Tool metrics are split into:

infra metrics (tool_latency_p95, tool_error_rate);
behavior metrics (repeated_tool_calls, tool_calls_per_run, unique_tools_per_run).

These metrics answer "how the tool layer behaves over time". Logs and tracing are still needed to explain one specific problematic run.

Retries usually happen at runtime level, not code level: the agent receives a tool error as observation and tries again. Retries are not just repeated calls, but a signal that the agent is trying to adapt to tool failures.

Typical Production Tool Metrics

Metric	What it shows	Why it matters
tool_calls_total	total number of tool calls	load control for the tool layer
tool_calls_per_run	how many tool calls happen in one run	detection of excessive or cyclic calls
unique_tools_per_run	how many distinct tools a run uses	workflow complexity assessment
tool_error_rate	share of failed tool calls	early detection of unstable tools
tool_latency_p50 / p95	typical and tail latency for tools	localization of slow dependencies
repeated_tool_calls	calls that repeat the same tool with the same args	detection of tool spam
tool_cost_per_run	estimated tool cost within one run	budget control and expensive-tool detection

To make metrics practical, they are usually segmented by tool, release, and when needed model.

Important: do not add high-cardinality fields (run_id, request_id, args_hash) to labels, or metric storage will overload quickly.

How To Read The Tool Layer

What is called -> how the agent behaves -> what changes over time.
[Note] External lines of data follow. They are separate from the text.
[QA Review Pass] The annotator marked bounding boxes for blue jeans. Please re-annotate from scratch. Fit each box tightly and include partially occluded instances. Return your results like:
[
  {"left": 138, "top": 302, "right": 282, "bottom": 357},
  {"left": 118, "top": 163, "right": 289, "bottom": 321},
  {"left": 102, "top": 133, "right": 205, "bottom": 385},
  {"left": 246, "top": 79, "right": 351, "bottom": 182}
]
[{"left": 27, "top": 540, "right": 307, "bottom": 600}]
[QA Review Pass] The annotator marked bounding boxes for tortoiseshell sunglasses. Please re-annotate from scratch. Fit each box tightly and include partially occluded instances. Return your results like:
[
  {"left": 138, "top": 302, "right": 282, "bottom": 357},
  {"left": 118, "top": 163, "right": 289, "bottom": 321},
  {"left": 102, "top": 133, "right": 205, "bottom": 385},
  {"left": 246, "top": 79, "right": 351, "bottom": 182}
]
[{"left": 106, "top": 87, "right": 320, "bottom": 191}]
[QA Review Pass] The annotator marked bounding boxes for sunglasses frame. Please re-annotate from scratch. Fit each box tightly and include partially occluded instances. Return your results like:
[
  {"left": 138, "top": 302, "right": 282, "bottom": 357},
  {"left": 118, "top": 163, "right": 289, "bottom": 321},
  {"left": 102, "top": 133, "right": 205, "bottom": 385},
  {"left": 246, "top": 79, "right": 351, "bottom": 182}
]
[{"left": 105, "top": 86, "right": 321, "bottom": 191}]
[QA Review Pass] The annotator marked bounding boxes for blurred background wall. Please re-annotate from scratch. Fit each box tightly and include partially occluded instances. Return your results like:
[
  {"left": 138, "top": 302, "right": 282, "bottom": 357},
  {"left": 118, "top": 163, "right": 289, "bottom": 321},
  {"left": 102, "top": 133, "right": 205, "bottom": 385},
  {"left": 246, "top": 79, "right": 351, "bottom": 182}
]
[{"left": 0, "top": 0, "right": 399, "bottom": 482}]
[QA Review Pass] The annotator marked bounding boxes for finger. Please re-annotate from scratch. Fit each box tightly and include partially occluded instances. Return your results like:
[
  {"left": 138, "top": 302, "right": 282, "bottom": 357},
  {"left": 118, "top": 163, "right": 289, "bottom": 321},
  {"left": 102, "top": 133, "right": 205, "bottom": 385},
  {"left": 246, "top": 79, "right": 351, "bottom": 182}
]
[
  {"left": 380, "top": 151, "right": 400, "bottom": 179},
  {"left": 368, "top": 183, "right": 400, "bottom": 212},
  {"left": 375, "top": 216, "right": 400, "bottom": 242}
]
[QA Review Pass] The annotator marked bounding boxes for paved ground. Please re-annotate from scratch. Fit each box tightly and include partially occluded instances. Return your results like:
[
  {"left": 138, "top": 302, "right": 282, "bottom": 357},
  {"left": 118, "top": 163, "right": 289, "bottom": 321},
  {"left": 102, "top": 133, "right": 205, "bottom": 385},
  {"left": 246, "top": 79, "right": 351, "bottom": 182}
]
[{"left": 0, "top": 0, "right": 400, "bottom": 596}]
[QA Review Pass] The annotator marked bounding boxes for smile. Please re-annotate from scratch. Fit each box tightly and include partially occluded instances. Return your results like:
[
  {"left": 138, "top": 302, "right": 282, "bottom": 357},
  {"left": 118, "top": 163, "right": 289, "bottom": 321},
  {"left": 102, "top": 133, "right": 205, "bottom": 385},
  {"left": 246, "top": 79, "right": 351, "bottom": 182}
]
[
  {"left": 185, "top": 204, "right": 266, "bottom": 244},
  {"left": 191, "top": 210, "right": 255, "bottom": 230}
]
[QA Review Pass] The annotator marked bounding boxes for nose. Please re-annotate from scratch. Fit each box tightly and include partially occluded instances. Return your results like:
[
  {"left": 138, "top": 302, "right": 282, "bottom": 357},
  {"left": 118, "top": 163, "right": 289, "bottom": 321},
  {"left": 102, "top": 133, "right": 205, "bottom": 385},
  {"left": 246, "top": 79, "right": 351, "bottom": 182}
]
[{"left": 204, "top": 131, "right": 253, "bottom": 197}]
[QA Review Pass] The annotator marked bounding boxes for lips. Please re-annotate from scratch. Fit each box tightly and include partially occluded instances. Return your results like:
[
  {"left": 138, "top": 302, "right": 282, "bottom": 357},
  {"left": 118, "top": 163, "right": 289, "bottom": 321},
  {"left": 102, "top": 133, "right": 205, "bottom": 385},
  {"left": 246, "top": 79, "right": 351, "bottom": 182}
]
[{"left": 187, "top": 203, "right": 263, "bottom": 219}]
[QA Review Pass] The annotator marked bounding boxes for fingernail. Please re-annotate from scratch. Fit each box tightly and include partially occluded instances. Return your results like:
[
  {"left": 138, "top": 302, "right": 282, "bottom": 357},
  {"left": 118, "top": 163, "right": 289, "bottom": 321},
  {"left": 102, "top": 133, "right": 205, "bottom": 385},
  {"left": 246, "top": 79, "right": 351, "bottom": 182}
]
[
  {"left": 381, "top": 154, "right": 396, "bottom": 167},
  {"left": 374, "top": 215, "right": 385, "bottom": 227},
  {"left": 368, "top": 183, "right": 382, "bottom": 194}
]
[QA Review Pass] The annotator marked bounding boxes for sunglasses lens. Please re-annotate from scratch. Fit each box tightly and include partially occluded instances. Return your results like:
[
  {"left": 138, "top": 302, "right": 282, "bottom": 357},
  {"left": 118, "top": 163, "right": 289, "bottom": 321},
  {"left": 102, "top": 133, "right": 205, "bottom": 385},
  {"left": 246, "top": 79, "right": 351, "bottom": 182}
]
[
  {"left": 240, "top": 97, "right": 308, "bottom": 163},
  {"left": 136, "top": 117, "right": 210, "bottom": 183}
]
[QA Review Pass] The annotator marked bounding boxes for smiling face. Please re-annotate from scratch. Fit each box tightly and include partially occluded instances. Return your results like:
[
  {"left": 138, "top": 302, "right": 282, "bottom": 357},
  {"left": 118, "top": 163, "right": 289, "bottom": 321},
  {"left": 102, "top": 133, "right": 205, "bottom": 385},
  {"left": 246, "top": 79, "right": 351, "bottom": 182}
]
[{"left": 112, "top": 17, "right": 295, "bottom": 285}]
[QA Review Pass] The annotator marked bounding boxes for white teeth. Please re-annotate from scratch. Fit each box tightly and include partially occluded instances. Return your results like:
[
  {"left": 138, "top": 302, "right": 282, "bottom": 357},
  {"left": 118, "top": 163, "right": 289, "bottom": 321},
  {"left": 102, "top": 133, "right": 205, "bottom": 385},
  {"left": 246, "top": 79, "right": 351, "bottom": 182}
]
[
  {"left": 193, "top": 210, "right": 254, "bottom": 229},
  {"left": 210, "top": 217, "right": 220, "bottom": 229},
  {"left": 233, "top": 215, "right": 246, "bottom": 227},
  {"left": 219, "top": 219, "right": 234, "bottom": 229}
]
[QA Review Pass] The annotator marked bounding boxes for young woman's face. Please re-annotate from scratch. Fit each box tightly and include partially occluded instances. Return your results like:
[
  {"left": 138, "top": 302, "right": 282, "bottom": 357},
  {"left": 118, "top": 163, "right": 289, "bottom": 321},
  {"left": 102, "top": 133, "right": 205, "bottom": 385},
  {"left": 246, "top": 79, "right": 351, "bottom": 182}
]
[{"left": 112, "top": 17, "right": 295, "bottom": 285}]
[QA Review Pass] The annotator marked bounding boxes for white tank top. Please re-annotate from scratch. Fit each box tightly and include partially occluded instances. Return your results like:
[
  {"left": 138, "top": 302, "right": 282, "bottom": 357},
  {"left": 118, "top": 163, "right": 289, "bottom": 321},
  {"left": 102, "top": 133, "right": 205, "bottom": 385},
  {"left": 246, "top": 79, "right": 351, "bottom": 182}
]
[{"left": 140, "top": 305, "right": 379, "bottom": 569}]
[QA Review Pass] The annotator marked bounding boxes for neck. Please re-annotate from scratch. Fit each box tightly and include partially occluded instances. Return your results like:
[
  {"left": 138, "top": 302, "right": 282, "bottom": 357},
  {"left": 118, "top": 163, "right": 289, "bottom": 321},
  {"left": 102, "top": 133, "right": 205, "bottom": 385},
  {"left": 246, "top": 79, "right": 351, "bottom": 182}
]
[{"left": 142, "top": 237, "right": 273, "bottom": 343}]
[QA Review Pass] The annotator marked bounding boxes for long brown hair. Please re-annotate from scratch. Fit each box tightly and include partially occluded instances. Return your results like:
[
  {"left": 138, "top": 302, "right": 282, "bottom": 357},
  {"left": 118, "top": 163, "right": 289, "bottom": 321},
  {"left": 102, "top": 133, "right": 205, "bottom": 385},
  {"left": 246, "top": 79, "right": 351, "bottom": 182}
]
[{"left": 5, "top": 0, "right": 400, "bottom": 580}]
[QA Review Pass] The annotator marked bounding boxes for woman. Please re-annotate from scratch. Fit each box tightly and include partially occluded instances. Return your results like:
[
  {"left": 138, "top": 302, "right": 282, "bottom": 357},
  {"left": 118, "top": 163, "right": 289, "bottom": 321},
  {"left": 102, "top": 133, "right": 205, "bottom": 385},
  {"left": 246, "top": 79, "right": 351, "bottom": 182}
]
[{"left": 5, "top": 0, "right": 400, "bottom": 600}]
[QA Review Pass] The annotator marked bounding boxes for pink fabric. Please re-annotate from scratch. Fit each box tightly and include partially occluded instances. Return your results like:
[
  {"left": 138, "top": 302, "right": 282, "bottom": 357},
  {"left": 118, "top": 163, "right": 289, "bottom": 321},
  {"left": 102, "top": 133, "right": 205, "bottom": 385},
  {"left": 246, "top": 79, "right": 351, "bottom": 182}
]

These are three levels you should always read together.

Always focus on time trends and release-to-release differences, not one-off values.

Now look at signal combinations:

tool_error_rate ↑ + repeated_tool_calls ↑ -> tool is unstable, agent retries
tool_latency_p95 ↑ + tool_cost_per_run ↑ -> degradation in an expensive tool
tool_calls_per_run ↑ + unique_tools_per_run ↑ -> excessive workflow complexity

When To Use

A full set of tool metrics is not always required.

For a simple agent with 1-2 tools, sometimes tool_calls_total and tool_error_rate are enough.

But detailed tool usage metrics become critical when:

the agent heavily uses external APIs or DBs;
retries happen often;
tool costs must be controlled;
you need to detect tool spam before users are impacted.

Implementation Example

Below is a simplified Prometheus-style instrumentation example for tool usage metrics. The example covers baseline control: call volume, latency, error classes, repeats, and run-level tool load.

PYTHON

import hashlib
import json
import time
from prometheus_client import Counter, Histogram

TOOL_CALL_TOTAL = Counter(
    "agent_tool_call_total",
    "Total tool calls",
    ["tool", "status", "release"],
)

TOOL_ERROR_TOTAL = Counter(
    "agent_tool_error_total",
    "Total tool errors by class",
    ["tool", "error_class", "release"],
)

TOOL_LATENCY_MS = Histogram(
    "agent_tool_latency_ms",
    "Tool latency in milliseconds",
    ["tool", "release"],
    buckets=(20, 50, 100, 250, 500, 1000, 2000, 5000),
)

TOOL_CALLS_PER_RUN = Histogram(
    "agent_tool_calls_per_run",
    "Number of tool calls per run",
    ["release"],
    buckets=(0, 1, 2, 4, 8, 12, 16, 24, 32),
)

UNIQUE_TOOLS_PER_RUN = Histogram(
    "agent_unique_tools_per_run",
    "Number of unique tools used in run",
    ["release"],
    buckets=(0, 1, 2, 3, 4, 6, 8, 12),
)

REPEATED_TOOL_CALL_TOTAL = Counter(
    "agent_repeated_tool_call_total",
    "Repeated tool calls with same tool+args signature",
    ["tool", "release"],
)

TOOL_COST_USD_TOTAL = Counter(
    "agent_tool_cost_usd_total",
    "Estimated total tool cost in USD",
    ["tool", "release"],
)

STEP_ERROR_TOTAL = Counter(
    "agent_step_error_total",
    "Total non-tool step errors by type and class",
    ["step_type", "error_class", "release"],
)


def stable_hash(value):
    # default=str gives baseline compatibility;
    # in critical systems explicit serialization is better (for example ISO 8601)
    payload = json.dumps(value, sort_keys=True, ensure_ascii=False, default=str).encode("utf-8")
    return hashlib.sha256(payload).hexdigest()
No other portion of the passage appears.